There have, of course, been some pretty outrageous scandals regarding the finances of certain charities. Tampa Bay Times and the Center For Investigative Reporting compiled a list of 50 of “America’s Worst Charities”, many of which spend less than 5% of their funds on direct aid. Surely the marginal dollar given to these charities is not doing much good. But we only get these kinds of charities because people don’t demand that charities demonstrate their effectiveness.
If we do believe a charity is effective, we might still be concerned if its CEO is making (say) $100,000 a year or more. As Sean pointed out though, asking charities to keep these salaries down risks losing out on the valuable contributions of talented professionals who can make the difference between a charity’s success and failure.
Oxfam delivering aid in Somalia. Photo Credit: Alun McDonald/Oxfam
Consider Oxfam, one of the charities recommended on The Life You Can Save. Last year, the CEO of Oxfam UK received a salary of £119,560 (just over US$200,000).

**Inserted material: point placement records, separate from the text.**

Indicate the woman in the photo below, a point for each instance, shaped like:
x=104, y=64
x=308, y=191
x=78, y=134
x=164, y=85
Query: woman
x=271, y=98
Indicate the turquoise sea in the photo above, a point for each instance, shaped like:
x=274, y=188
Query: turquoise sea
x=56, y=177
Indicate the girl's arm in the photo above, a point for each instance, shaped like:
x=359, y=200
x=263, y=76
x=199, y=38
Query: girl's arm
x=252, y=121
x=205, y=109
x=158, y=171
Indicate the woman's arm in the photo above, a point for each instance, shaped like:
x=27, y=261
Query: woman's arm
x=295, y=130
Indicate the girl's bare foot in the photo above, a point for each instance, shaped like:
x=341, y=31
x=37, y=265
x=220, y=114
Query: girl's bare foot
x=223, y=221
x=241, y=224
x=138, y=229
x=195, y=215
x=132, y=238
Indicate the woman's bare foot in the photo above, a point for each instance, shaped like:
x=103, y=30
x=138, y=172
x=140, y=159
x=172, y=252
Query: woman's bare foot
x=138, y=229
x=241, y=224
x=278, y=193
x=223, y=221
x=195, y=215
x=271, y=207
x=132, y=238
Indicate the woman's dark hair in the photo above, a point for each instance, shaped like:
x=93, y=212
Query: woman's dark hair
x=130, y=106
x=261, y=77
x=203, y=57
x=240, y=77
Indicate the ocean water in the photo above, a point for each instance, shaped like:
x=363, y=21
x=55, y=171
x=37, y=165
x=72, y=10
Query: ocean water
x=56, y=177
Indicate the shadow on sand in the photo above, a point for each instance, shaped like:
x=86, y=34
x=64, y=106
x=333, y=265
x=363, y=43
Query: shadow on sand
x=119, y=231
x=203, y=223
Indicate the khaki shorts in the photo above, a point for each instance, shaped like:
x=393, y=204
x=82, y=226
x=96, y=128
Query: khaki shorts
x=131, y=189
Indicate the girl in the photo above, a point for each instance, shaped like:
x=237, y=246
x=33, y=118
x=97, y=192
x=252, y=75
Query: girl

Though many people objected to compensation of this size for a charity CEO, Oxfam is nevertheless regarded as one of the most effective of the larger charities. And in the context of a £360 million organization, the CEO’s salary is hardly exorbitant, especially if her contributions have a significant impact on the size of total donations.
But we can still justly argue that even if the CEO is worth spending an extensive amount of money on (because of the marginal value they add to the charity), they shouldn’t be demanding so much in salary. They could easily live on less than US$200,000 or US$100,000 a year, and the charity would be better off if it could pay them less.
This criticism, however, does not exclusively apply to wealthy charity executives. Many wealthy individuals could live happily on significantly less than the salary they earn, and many charities could put their money to better uses. These criticisms apply equally to all of us who spend much more money on ourselves than we really need.
So while we should be critical of those who hoard excessive amounts of money, we needn’t be especially critical if those people happen to work for effective charities. And our personal judgments about the individuals who run charities should not be our primary concern when we choose where to donate. Our primary concern should be for those we seek to help, and we help them best by choosing effective charities.